Carla Golder
Both weekends
I am an artist living In Oakland, but was born and raised in Ohio. I received a BA in Anthropology from The Ohio State University Bay Area, and a BFA and MFA in Printmaking from the Academy of Art University in San Francisco.
The focus of my art is the impact of the African Diaspora and how Black women struggle to overcome oppression and become empowered. The African word Sankofa best expresses the guiding force behind my work: which is to retrieve wisdom that has been lost or taken away, in order to reclaim, revive, and reshape it as we move forward to achieve our full potential. I am reaching back and retrieving elements from my past work and reconfiguring them to tell the story of the African Diaspora – of being uprooted and then re-rooted in hostile environments.

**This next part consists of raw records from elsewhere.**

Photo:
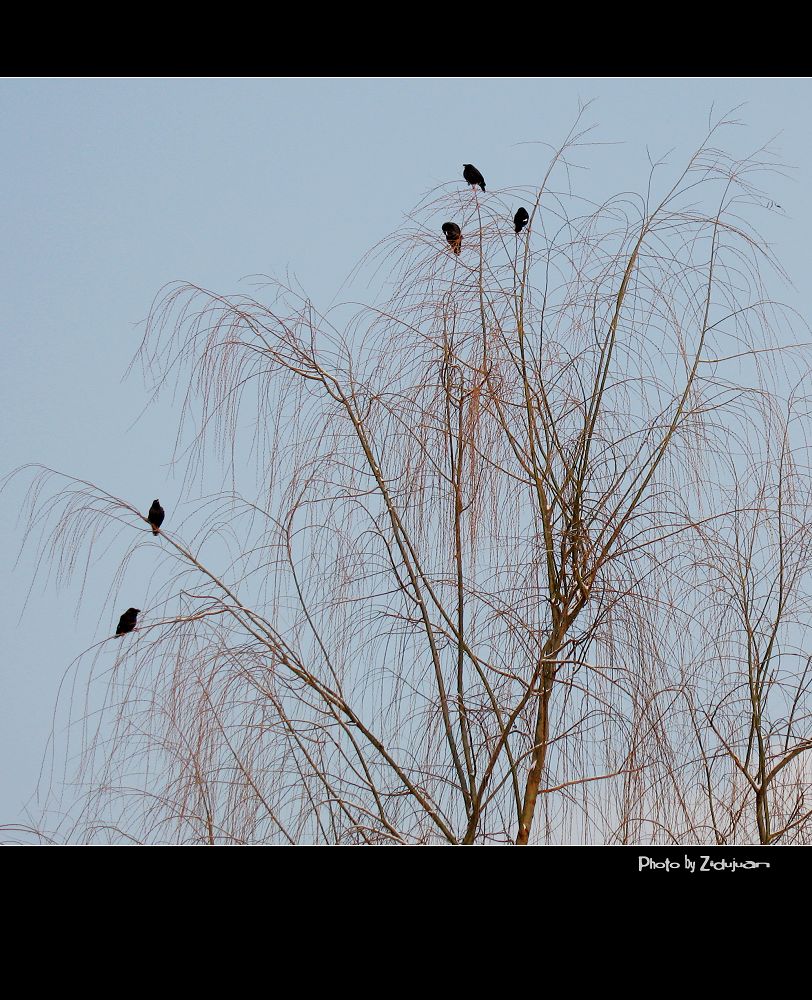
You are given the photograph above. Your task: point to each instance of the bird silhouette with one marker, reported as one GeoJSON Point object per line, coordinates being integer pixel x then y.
{"type": "Point", "coordinates": [520, 219]}
{"type": "Point", "coordinates": [127, 621]}
{"type": "Point", "coordinates": [473, 176]}
{"type": "Point", "coordinates": [156, 516]}
{"type": "Point", "coordinates": [453, 234]}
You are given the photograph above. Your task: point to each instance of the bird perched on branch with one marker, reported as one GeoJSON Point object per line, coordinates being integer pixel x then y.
{"type": "Point", "coordinates": [453, 234]}
{"type": "Point", "coordinates": [156, 516]}
{"type": "Point", "coordinates": [127, 621]}
{"type": "Point", "coordinates": [473, 176]}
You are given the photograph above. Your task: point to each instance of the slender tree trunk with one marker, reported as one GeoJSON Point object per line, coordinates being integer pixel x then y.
{"type": "Point", "coordinates": [539, 753]}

I am guided by ancestral voices that, sometimes through dreams, tell me where the divine feminine resides in all living things, I seek to reveal its presence in the petals of a flower and the trunk of a tree. I am telling the African-American story of struggle, healing, and rebirth. The divine feminine is the spiritual inner resource from which African-American women can derived the strength and perseverance for their journey through the African diaspora. An affinity to nature and the elements is essential to our finding the way to a place of refuge. In this phase of my work, I am incorporating the African deities of water, fire, and air in my drawings to express our inner power and connectedness.